En de in eigen ogen rechtvaardige Joden die tot Jezus zeiden: 'we hebben Abraham tot een vader', en die steunden op hun besnijdenis en uitwendige godsdienst, daar had het Woord van Jezus geen plaats. Johannes 8. Op de plaats van Abraham kun je denk ik ook bijvoorbeeld je eigen uitwendige godsdienst/religie/leer etc. invullen als je daar op steunt (in zijn algemeen gesproken).

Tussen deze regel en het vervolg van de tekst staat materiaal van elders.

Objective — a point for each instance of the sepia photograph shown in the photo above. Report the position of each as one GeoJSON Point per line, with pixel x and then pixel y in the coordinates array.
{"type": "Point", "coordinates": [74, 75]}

Wanneer de Heere Jezus in Jesaja 61 het grote doel van Zijn zending wil aantonen, is het zeer opmerkelijk dat Hij daarvan zegt: Ik ben gezonden 'om te verbinden de gebrokenen van hart ( ... ) en om alle treurigen te troosten'. Het is zo dat de Heere Jezus een Zaligmaker van zondaren is, maar alleen van gebroken en beschaamde zondaren, die onder het zien en gevoelen van hun zonden treurig en gebogen zijn. Daarom was Zijn Woord: 'Die gezond zijn hebben de medicijnmeester niet van node, maar die ziek zijn. Ik ben niet gekomen om te roepen rechtvaardigen, maar zondaars tot bekering' (Mattheüs 9:12-13). Dat wil zeggen, zulke zondaren die in eigen oog geen rechtvaardigen zijn, maar die zichzelf als zondaren en geestelijk zieken hebben leren kennen. Daardoor lopen ze gewond en gevoelig naar Hem toe als de Medicijnmeester. Hierom wordt er gezegd in Lukas 19: 'Hij is gekomen om te zoeken en zalig te maken wat verloren was.' Niet maar verloren in zichzelf, maar ze zien en betreuren hun verloren staat. Het zijn zondaren die onder de last van hun zonden en onder de druk van hun ellende moedeloos schijnen te zullen bezwijken. Zie de waarheid van wat ik zeg in onze tekst. Hoe begint de Heere Jezus hier Zijn hemelse opdracht? Tot wie richt Hij Zich? Tot vermoeiden en belasten, die Hij tot Zijn gemeenschap roept: 'Komt herwaarts tot Mij allen, die vermoeid en belast zijt, en Ik zal u rust geven.' In de aan onze tekst voorafgaande verzen wordt ons de hardnekkigheid van de meeste en vooral van de aanzienlijken onder de Joden aangetoond als een rechtvaardig oordeel dat voortvloeide uit het soevereine welbehagen van God. Dit bestek was ook aan de Zoon gegeven. Om echter de kleinen, die in waarheid tot Hem zouden komen daardoor niet moedeloos te maken, toont Hij nu in de tekstwoorden aan dat Zijn vredesboodschap tot hen gericht is. Hij zegt tot hen: 'Komt herwaarts tot Mij allen, die vermoeid en belast zijt, en Ik zal u rust geven.' Deze nodiging is zo lieflijk dat ik geen aanprijzing nodig heb om er uw aandacht op te vestigen. Een der meest aantrekkelijke woorden die ooit van de genade lippen van Jezus gevloeid zijn.